An exploration of landscape level fuel treatment strategies for wildland fire mitigation in the Santa Monica Mountains of Southern California

This project explores the origins of the wildland fire threat within the urban interface of the Santa Monica Mountains and the Southern California region. It identifies the social and economic events that have transformed the region from a historically low intensity fire environment, into the current high intensity fire environment. It deviates from the conventional wisdom of what constitutes "native vegetation" and provides the reader with an alternative view that reveals new possibilities for wildland fire mitigation.

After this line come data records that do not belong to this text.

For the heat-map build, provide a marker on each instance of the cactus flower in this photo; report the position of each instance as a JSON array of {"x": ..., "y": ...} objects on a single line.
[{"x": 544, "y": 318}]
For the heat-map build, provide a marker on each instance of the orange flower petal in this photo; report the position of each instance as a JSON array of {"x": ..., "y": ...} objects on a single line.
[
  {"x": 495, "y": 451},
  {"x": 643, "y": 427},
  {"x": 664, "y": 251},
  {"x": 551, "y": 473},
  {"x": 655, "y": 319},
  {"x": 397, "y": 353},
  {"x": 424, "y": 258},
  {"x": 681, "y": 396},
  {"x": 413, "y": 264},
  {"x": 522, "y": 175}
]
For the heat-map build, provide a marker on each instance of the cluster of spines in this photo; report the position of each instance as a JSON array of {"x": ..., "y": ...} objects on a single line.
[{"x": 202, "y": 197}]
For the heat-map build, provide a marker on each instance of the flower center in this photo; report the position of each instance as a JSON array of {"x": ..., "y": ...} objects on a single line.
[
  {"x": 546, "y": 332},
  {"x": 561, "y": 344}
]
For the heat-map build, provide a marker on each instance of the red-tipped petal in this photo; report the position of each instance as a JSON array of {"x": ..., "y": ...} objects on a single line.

Using fire modeling, this project investigates the landscape nature of wildland fire activity within the Santa Monica Mountains and provides numerous examples of this wildfire relationship at the regional level. These new insights demonstrate the landscape nature of the fire linkage between the Santa Monica Mountains, Simi Hills and the Santa Susanna Mountains. This research demonstrates the methods and techniques necessary to identify those wildfire relationships, and provides examples of how to extinguish that relationship. This project concludes with an evaluation of the impact of landscape level fuel treatment strategies on wildland fire risk in the urban interface of the Santa Monica Mountains. Using native vegetation and landscape level fuel management strategies, this paper demonstrates that it is possible to greatly reduce the probability of catastrophic wildland fire loss while maintaining a vibrant natural environment. Using FlamMap, a wildland fire modeling system and goal directed geovisualization; this research describes the fire behavior, prescribes a course of action, and assesses the impact of that action on residential structure loss. This research defines fuel treatment strategies that can be applied at the landscape level to contain large scale fire events, and to shield individual structures and residential communities at the parcel level. While these methods are mainly directed at fire mitigation, their application will also provide for enhanced firefighter safety and increased fire suppression opportunities.